For some authors, it isn't enough to write a book. Some authors aspire to write the great American novel. That usually means it's an epic novel. And when I say epic, I'm referring to the length of the story. In books, epic is a sort of grandiose way of saying super long.
Some stories just can't help but to be big. Gone With the Wind, my favorite, is a massive book. Yet the story simply can't be shortened, and that's just how it is. Despite the length of the novel, I wouldn't want to spend one less moment with Scarlett.
But a book doesn't automatically have merit simply because it's long. Extreme length is a huge, huge turn-off to many readers, in fact. An epic novel is epic because it usually spans many, many years and details many different events. There's a lot of change and character growth, many obstacles and challenges...a boatload of characters and interaction. A lot happens, and that keeps readers engaged.

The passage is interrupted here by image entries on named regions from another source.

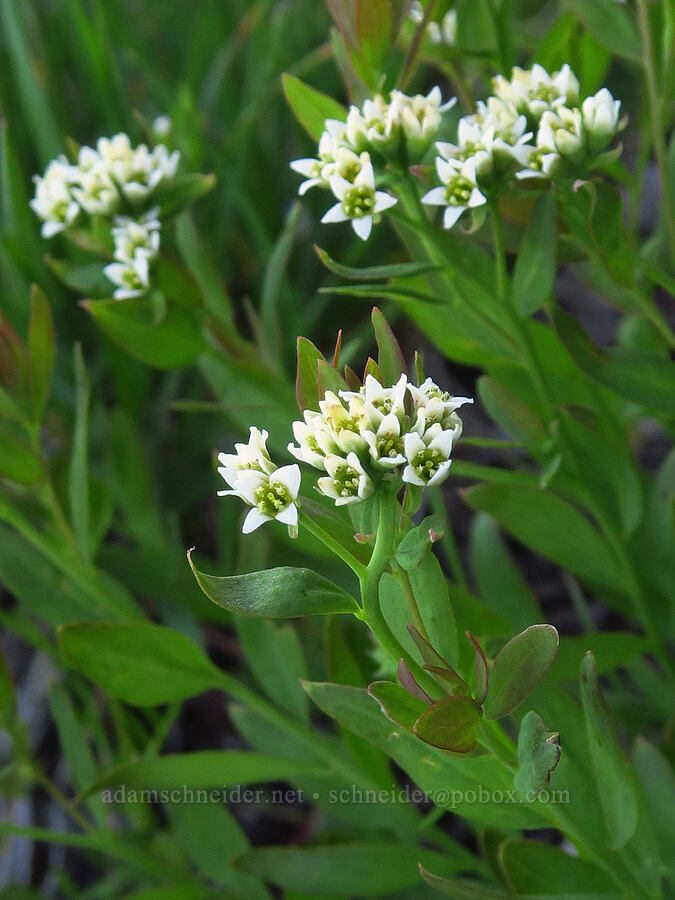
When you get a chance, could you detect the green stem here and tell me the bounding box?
[429,490,467,588]
[490,203,555,421]
[299,510,366,580]
[637,0,675,258]
[360,489,437,694]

Writing a long book doesn't make it epic, and regular readers of the blog will know that I'm an advocate for brevity. If you can say it in fewer words, do it. Readers don't want to get bogged down in lengthy descriptions of the way leaves blow in the wind, for example. In today's world of ereading, the epic novel could become the next literary dinosaur. So write lengthy novels cautiously and with a keen eye for details you can gloss right over.
Read your story, and ask yourself if it's really an epic...or just too damn long. If you don't want to read your story, readers won't want to do so, either.